Believe It Or Not – I Do

Today’s story –

I wanted to share a little story as I believe we retain memories from when we were in the womb and I’m tired of people saying infants don’t experience trauma being separated from their mom or that we were too young to remember. I’m a domestic infant adoption. I was adopted before I was born and it was finalized 3 months after. My mom never saw me or held me outside her body. They wouldn’t let her because they were afraid she’d change her mind. When I was a kid, I tried to get everyone to call me Storm. I wanted to change my name. I felt, deeply, that I was Storm. Nobody would call me that, and some made fun of me, so I stopped, but I still called myself that on the inside. Fast forward many years. I met my biological mom when I was 21. I immediately recognized her and even recognized her smell. I asked her if she’d named me. She said yes, I named you Stormy.

Here’s my personal version. On my mom’s original birth certificate that I received with her adoption file from the state of Tennessee, her mom’s name is listed as Lizzie Lou Stark (her maiden name which is common on birth certificates, she was married, her married surname was Moore). I have referred to my original maternal grandmother as Lizzie Lou ever since I knew her name. Finally, met some of my mom’s maternal line cousins (my mom died in 2015 knowing nothing except that her parents were Mr & Mrs J C Moore – not a lot to go on, so common and vague), they refer to her as Aunt Lou. Well, my middle sister, born 13 mos after me was named Lou Anne. There was a sister in law of my dad’s adoptive mother we called Aunt Anne as children. But the “Lou” part ? My husband has theorized that as my mom wasn’t separated from her mother until she was about 8 months old and was physically present with her until she was 6 months old, deep in my mom’s infant memory was the name “Lou”. Therefore, this story this morning made me smile and I read it to my husband.

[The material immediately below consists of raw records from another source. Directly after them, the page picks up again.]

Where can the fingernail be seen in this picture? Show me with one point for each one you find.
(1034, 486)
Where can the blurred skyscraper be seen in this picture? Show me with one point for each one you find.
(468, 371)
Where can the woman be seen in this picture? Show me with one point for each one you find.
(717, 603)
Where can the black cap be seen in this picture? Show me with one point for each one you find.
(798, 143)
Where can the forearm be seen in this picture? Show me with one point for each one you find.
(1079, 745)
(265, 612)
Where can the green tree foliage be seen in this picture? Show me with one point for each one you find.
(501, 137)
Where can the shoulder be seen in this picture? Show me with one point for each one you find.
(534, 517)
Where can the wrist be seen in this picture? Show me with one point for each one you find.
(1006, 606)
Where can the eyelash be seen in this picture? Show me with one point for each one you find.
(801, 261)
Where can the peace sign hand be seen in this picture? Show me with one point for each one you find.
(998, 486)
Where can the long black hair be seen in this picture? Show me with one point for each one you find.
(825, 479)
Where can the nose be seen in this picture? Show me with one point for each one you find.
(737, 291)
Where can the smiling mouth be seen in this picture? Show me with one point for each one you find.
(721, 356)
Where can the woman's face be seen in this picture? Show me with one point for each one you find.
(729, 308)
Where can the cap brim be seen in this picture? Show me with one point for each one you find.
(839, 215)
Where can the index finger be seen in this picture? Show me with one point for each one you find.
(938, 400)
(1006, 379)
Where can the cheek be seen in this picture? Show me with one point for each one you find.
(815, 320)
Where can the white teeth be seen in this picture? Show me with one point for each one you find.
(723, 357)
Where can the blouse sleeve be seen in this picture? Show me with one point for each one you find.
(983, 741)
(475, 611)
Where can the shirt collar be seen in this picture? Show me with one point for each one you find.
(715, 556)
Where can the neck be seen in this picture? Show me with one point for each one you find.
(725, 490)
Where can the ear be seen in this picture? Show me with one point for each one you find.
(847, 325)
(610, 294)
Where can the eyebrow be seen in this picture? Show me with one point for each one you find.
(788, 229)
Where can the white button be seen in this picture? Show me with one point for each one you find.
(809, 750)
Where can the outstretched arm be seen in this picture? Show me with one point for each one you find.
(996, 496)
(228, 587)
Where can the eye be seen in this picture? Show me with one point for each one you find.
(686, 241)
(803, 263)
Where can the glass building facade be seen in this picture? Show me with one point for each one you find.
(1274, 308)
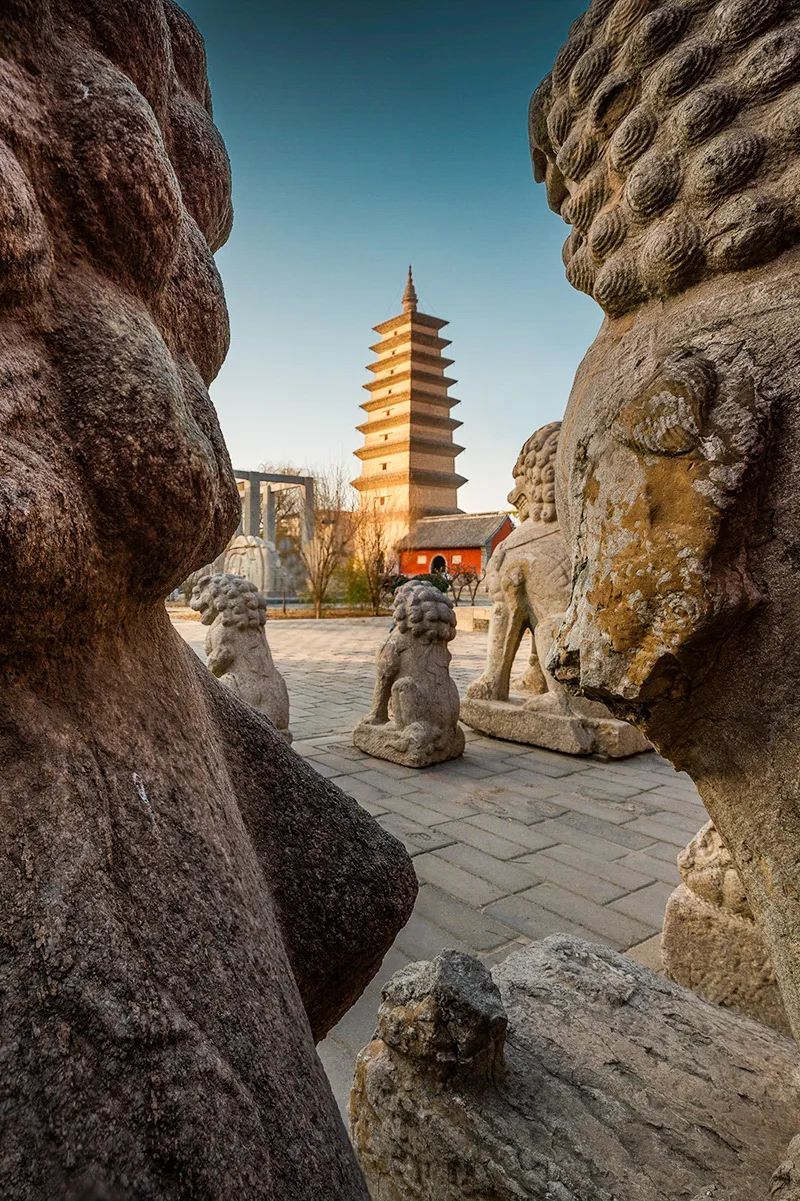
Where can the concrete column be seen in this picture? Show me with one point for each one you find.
(270, 530)
(308, 512)
(251, 515)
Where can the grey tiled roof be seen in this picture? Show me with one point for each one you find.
(453, 531)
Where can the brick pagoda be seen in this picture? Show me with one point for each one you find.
(409, 453)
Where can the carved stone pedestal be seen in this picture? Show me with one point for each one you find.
(521, 719)
(569, 1074)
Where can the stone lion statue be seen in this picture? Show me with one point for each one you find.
(186, 906)
(237, 650)
(667, 138)
(527, 579)
(415, 717)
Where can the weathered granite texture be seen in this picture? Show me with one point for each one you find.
(667, 139)
(237, 650)
(711, 943)
(613, 1085)
(185, 906)
(415, 717)
(529, 581)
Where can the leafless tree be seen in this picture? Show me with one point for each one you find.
(374, 555)
(333, 533)
(469, 580)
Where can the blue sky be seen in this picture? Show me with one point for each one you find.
(364, 137)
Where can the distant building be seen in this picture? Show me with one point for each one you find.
(409, 453)
(451, 544)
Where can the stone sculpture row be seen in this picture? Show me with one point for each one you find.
(667, 138)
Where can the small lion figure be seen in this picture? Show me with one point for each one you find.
(236, 645)
(415, 717)
(529, 580)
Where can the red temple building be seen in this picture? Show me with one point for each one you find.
(459, 542)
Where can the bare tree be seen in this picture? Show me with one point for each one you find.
(467, 580)
(374, 556)
(333, 532)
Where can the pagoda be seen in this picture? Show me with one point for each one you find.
(409, 453)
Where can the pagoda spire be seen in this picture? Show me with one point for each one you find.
(410, 294)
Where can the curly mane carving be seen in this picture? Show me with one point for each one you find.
(667, 136)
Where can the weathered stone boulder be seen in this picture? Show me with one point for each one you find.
(415, 716)
(612, 1085)
(185, 906)
(529, 581)
(711, 943)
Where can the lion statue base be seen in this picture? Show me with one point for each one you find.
(237, 650)
(415, 717)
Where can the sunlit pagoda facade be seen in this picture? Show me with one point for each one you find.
(409, 454)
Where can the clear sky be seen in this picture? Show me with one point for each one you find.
(364, 137)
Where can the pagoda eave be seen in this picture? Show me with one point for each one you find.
(425, 398)
(409, 446)
(415, 318)
(411, 358)
(416, 476)
(403, 419)
(428, 340)
(423, 376)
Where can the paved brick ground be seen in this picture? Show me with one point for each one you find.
(511, 843)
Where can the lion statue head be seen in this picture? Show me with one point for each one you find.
(232, 598)
(114, 193)
(667, 137)
(533, 491)
(424, 613)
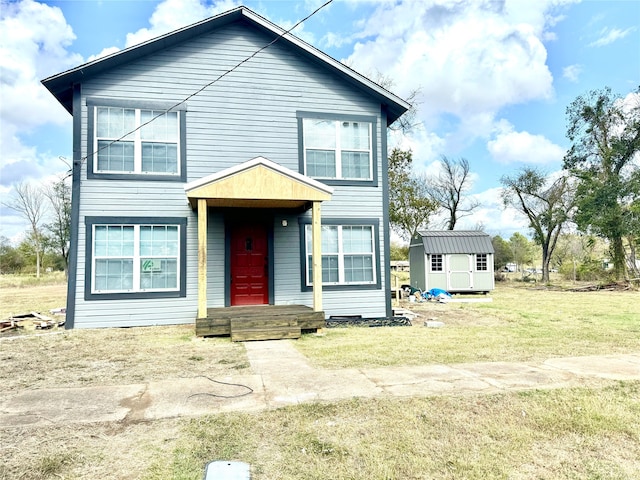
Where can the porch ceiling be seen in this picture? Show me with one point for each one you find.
(258, 183)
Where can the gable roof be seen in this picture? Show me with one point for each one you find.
(454, 241)
(257, 183)
(61, 84)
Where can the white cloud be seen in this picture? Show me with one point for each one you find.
(34, 39)
(103, 53)
(572, 72)
(33, 42)
(469, 57)
(172, 14)
(610, 35)
(493, 216)
(509, 146)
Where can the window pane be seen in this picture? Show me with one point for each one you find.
(157, 273)
(330, 269)
(354, 135)
(321, 163)
(319, 134)
(114, 274)
(329, 239)
(114, 123)
(159, 157)
(355, 165)
(158, 240)
(358, 268)
(115, 157)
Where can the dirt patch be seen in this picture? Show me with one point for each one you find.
(121, 356)
(450, 314)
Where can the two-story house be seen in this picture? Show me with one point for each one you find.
(210, 173)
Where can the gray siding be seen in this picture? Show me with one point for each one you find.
(251, 112)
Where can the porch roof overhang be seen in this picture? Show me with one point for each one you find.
(257, 183)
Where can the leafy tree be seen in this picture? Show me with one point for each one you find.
(503, 253)
(546, 205)
(28, 201)
(409, 204)
(398, 251)
(521, 249)
(604, 156)
(448, 188)
(59, 196)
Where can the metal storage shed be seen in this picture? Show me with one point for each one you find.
(456, 261)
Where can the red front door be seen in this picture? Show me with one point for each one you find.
(249, 265)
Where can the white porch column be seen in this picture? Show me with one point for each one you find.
(316, 256)
(202, 258)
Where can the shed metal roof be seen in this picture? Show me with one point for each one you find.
(455, 241)
(61, 85)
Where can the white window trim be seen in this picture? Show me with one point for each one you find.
(338, 150)
(135, 258)
(486, 262)
(341, 254)
(432, 258)
(137, 144)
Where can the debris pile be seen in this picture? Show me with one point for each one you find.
(33, 321)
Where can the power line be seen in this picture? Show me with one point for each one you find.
(217, 79)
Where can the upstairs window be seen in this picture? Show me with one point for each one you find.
(338, 149)
(123, 147)
(436, 262)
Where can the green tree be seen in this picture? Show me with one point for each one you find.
(502, 253)
(605, 133)
(547, 205)
(448, 190)
(409, 204)
(521, 249)
(398, 251)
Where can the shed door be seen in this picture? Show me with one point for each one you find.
(249, 265)
(460, 272)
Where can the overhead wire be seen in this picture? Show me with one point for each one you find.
(215, 80)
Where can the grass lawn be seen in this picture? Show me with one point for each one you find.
(580, 433)
(519, 324)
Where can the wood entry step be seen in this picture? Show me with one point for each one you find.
(269, 328)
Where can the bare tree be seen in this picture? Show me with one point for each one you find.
(448, 190)
(59, 195)
(548, 207)
(409, 205)
(28, 201)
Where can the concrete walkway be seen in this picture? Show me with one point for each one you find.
(281, 376)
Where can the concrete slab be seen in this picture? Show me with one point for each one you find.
(68, 405)
(520, 376)
(280, 376)
(425, 380)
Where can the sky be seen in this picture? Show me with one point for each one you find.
(494, 77)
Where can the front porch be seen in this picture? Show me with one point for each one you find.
(260, 322)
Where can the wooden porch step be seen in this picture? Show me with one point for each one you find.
(264, 322)
(265, 328)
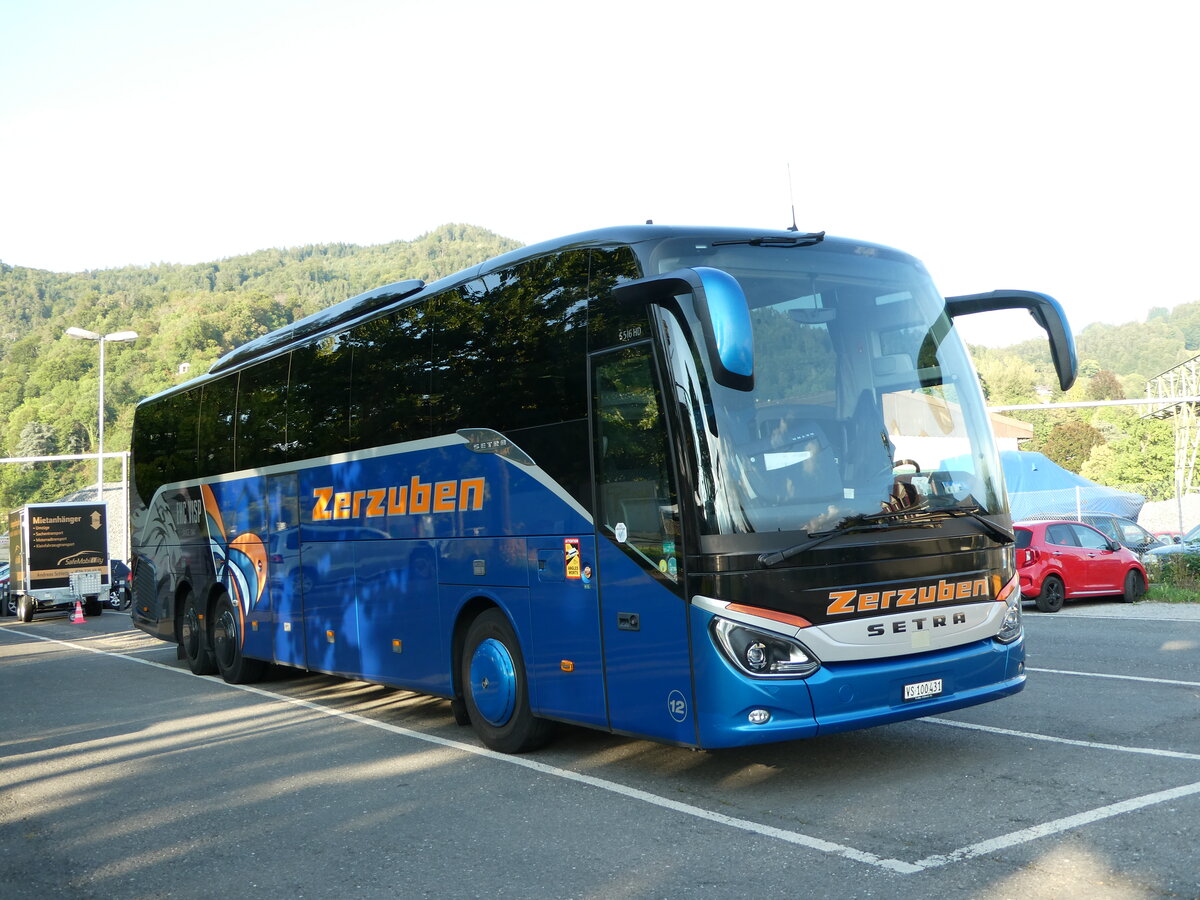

Another adoptee shares – I have a similar story, though not nearly as amazing because I wasn’t adopted until I was 13 months old. But I wasn’t talking yet, and in 1978, my parents were told I’d have no memories of my first year of life. Once I could speak, I asked what had happened to my dog, and about my yellow house with a fence. Both of those memories were accurate I found out when I found my biological family. Also, anytime I pretended to be someone else with my friends, I picked a name similar to Nicole. It turns out my first name was Tiffany Nicole, and I was called Nikki.

And one more for Foster Care Awareness Month – I was put in a temporary foster home from birth to two months when I was placed with my adoptive parents. From the time I could speak, every baby doll I ever had I named Amy. I found out at age 20 that my name in foster care was Amy.